Plus fondamentalement, Trump a porté un coup sérieux à la crédibilité dissuasive de l’article 5. La réalité est que les Américains, qu’ils soient de gauche ou de droite, sont las des engagements militaires coûteux. Le retrait désastreux d’Afghanistan et l’effondrement du régime en place y ont laissé un goût amer qui pourrait perdurer des années.

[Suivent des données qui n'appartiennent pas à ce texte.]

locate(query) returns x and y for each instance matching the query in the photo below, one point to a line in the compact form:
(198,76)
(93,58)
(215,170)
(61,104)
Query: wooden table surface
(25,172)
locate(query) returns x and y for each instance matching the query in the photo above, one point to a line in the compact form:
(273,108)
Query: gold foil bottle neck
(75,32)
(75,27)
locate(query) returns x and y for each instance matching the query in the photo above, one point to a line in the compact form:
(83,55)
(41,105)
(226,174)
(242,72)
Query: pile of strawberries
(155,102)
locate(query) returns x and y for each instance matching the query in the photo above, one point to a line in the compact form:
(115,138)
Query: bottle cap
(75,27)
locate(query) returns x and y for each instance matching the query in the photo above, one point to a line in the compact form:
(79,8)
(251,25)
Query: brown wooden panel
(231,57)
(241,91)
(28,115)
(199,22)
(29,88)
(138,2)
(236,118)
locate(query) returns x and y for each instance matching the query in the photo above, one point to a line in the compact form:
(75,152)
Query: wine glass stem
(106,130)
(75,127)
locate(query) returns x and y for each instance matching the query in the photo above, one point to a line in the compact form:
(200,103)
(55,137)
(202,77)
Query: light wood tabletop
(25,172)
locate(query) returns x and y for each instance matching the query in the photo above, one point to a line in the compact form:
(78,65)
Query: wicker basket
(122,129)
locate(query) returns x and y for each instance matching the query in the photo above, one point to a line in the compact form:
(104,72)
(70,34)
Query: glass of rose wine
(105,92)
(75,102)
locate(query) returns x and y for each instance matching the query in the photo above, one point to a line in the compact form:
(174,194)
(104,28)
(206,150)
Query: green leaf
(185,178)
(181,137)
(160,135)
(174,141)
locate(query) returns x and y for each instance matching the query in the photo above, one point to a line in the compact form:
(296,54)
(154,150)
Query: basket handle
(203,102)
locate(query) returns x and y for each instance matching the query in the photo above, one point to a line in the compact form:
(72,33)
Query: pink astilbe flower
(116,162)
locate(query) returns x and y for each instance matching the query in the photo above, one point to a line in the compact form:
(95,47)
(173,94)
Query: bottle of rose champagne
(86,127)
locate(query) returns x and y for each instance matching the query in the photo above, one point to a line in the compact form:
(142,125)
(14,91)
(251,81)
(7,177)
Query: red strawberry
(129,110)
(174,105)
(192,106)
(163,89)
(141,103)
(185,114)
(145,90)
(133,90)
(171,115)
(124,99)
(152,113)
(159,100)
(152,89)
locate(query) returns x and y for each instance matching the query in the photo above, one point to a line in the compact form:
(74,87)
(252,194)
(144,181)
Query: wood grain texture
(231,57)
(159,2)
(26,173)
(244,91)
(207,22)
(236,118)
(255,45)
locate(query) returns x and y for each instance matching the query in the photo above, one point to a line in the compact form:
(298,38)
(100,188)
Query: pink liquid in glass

Comme l’a exprimé l’ancien ambassadeur Gérard Araud : Trump enverra-t-il des Américains mourir pour défendre la souveraineté de l’Estonie ? On peut raisonnablement en douter.
Conclusion
En s’éloignant de nos côtes, le grand frère américain laisse derrière lui un vide de pouvoir qui pourrait, à long terme, offrir l’espace nécessaire à une résurgence européenne. La France, par sa taille, son économie, ses ressources, sa dissuasion militaire et nucléaire, et sa vision stratégique longtemps défendue — et aujourd’hui pleinement justifiée — d’une autonomie stratégique, est idéalement placée pour reprendre son rôle historique de puissance dominante de l’Europe.
Certes, la France se trouve aujourd’hui dans une position délicate pour assumer le leadership que ce rôle exige. Mais il n’est pas nécessaire de remonter bien loin pour retrouver des périodes où des défis écrasants ont forgé en elle une volonté accrue d’autonomie et d’indépendance. En 1945, la France, à peine libérée, se tenait au bord du désastre. Ruinée, ses infrastructures en lambeaux, son humanité meurtrie, sa classe politique déchirée, elle faisait face à la menace communiste et à une Amérique triomphante, prête à imposer sa domination. Mais sur ce chemin, il y avait le général de Gaulle, inébranlable dans sa quête d’indépendance pour la France.
Aujourd’hui, malgré ses défis, la France est dans une position infiniment plus favorable qu’au milieu du siècle dernier. Qu’est-ce qui la retient alors d’embrasser ce rôle, ou du moins de tracer les voies pour un jour y parvenir ? Rien d’autre qu’une vision et une ambition. Avec elles, l’échec est impossible. Sans elles, le succès l’est aussi.